La plume feutrée de l'allemand
Siegfried Lenz est pudique, délicate, gracieuse, sobre. Beaucoup de sentiments se devinent dans les silences, ces non-dits lourds de sens. le lecteur n'a aucune envie de connaitre leur intimité, elle se suppose, comme si nous regardions ce couple un peu en retrait, presque sur la pointe des pieds, évocation discrète qui la rend d'autant plus belle et profonde, à l'image de ces paysages austères dont l'incroyable beauté n'a rien de tapageuse.
« Je lui ai retiré son maillot de bain, elle m'a laissé faire, elle m'a aidé, et nous nous sommes aimés là, dans le creux, près des pins ».

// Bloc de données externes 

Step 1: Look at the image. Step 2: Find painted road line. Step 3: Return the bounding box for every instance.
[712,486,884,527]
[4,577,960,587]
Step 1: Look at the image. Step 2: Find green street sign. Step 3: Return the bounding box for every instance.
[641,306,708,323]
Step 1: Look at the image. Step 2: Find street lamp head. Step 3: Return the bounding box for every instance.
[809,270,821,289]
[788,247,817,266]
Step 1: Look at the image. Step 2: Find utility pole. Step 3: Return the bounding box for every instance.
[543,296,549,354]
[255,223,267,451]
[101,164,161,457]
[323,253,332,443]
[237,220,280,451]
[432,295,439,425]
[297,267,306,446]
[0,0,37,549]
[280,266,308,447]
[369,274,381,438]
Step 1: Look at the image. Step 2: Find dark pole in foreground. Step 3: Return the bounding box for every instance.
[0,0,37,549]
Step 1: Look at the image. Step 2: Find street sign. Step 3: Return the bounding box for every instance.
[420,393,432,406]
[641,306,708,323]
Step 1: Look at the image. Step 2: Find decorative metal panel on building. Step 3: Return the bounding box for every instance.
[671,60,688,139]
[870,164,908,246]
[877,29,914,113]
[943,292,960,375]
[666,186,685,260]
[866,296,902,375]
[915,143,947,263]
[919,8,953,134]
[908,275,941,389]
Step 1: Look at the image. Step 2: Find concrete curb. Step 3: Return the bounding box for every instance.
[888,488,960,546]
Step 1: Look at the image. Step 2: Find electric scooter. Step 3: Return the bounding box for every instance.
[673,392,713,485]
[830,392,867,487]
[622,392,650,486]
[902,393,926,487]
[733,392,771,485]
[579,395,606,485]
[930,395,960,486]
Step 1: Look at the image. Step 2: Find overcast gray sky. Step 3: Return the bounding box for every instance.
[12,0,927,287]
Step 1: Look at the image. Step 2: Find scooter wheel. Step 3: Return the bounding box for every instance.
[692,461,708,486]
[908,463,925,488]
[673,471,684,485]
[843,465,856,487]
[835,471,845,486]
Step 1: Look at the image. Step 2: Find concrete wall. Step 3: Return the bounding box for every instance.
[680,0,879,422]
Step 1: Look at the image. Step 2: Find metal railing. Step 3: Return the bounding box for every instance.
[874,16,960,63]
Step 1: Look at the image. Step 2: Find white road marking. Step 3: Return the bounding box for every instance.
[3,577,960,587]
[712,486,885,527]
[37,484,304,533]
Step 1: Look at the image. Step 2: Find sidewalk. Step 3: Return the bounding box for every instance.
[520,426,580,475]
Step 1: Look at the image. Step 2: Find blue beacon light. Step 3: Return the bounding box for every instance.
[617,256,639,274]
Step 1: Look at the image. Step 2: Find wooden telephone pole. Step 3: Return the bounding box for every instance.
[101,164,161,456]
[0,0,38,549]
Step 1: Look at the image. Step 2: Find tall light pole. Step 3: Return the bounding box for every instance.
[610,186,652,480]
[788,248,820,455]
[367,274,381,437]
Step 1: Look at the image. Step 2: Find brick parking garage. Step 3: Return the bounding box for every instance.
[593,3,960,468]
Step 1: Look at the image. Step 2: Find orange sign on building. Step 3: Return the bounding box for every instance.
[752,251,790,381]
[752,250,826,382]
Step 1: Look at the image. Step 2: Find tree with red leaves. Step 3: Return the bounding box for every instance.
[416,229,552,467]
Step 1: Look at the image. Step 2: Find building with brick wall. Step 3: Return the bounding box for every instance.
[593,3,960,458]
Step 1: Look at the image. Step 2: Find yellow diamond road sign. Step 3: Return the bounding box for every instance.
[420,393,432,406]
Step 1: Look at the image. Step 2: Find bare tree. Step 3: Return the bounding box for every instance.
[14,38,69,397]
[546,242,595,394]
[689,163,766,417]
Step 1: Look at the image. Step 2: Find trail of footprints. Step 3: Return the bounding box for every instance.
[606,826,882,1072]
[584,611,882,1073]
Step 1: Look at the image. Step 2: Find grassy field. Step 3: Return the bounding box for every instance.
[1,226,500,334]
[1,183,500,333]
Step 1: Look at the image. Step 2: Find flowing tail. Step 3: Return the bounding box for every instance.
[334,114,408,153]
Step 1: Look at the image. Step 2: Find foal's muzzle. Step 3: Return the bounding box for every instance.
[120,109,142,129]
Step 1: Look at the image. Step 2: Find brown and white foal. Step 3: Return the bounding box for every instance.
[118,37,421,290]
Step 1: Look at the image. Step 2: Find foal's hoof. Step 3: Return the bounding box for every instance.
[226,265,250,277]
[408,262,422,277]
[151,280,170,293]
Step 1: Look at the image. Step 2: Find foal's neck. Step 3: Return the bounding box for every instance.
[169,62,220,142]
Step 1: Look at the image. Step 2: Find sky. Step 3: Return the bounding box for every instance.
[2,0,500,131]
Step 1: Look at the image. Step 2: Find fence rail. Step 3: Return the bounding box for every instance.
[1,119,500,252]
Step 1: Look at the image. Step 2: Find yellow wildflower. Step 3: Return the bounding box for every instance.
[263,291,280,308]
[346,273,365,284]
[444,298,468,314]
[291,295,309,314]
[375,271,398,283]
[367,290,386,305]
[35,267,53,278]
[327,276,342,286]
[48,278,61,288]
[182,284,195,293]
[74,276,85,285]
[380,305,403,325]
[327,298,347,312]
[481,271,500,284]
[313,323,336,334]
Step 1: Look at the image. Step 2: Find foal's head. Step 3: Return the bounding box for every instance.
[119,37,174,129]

Cette plume singulière a le rythme du ressac avec ce va-et-vient incessant entre le présent lors de la cérémonie d'hommage et le passé avec les souvenirs qui assaillent le jeune homme, avec cette alternance entre le « elle » et le « tu », mettant en lumière la façon dont le jeune homme ressasse cette histoire fondatrice qui a le gout amer de l'inachevé.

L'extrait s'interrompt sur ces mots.